The largest potential cost-driver Penn Wharton identified is the Biden administration’s new income-driven repayment plan, which includes capping monthly student loan payments at 5% of a borrower’s discretionary income and reforming the repayment guidelines to guarantee that no borrower who makes “about the annual equivalent of a $15 minimum wage” will have to make monthly loan payments.
Others are touting the boon to our economy from all that freed-up spending those winners will be able to do, now that they don’t have to worry about paying debts.

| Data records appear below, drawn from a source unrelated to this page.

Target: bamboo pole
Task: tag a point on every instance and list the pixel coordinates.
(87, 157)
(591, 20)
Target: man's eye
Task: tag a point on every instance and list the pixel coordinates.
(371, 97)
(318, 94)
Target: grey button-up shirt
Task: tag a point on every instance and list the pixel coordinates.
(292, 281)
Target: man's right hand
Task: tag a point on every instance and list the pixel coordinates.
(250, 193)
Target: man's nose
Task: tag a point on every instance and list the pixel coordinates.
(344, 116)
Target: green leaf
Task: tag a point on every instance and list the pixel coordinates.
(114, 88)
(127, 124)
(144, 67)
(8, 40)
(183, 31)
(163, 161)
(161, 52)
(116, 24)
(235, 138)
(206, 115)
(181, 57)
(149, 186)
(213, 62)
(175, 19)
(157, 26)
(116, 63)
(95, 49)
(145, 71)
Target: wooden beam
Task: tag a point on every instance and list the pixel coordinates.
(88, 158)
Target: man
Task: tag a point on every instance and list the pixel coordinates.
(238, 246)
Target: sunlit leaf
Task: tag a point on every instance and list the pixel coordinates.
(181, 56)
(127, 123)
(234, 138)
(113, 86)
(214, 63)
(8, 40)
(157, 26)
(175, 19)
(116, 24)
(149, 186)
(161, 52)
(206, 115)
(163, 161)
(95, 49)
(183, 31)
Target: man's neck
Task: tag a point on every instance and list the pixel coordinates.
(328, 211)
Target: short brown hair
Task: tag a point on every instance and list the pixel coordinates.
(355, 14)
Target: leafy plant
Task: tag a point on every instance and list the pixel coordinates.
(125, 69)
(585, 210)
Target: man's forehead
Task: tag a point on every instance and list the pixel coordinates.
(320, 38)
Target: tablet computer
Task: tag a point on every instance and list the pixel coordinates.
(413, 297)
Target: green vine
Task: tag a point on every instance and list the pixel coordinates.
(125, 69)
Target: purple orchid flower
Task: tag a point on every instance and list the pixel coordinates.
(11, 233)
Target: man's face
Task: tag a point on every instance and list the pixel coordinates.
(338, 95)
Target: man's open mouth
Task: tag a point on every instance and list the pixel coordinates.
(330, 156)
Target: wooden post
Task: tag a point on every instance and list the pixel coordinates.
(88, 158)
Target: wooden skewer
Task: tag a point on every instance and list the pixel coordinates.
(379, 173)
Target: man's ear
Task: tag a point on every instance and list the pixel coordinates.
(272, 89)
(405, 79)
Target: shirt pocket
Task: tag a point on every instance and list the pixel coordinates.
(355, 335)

In speaking from their Newspeak dictionary, though, the Progressive-Democratic Party politicians and their acolytes on the Left claim that that increased spending won’t add to the already burgeoning inflation our economy is afflicted with from supply disruptions and profligate spending (even for a Party administration) the Biden administration is throwing around.
Ignore what’s behind the curtain: the…intersection…of limited supply and increased spending that is inherently inflationary, especially in today’s economic environment, as anyone who’s had high school economics or who can understand a supply/demand graph knows.
Some on the Left piously intone that the bailed out students will use the opportunity to pay down the rest of their debts. Ignore what’s behind that other curtain, too, that the resulting increase in loanable funds held by financial institutions represents additional debt creation for the purchase of big-ticket items in the near- to intermediate-term supply-limited environment, which is inflationary in tomorrow’s and next week’s economic environment.
And all that elides the moral hazard – to these deadbeats (no lessons learned, either by them or by others observing their example). And government bailouts encourages lending to dodgy borrowers – the other moral hazard.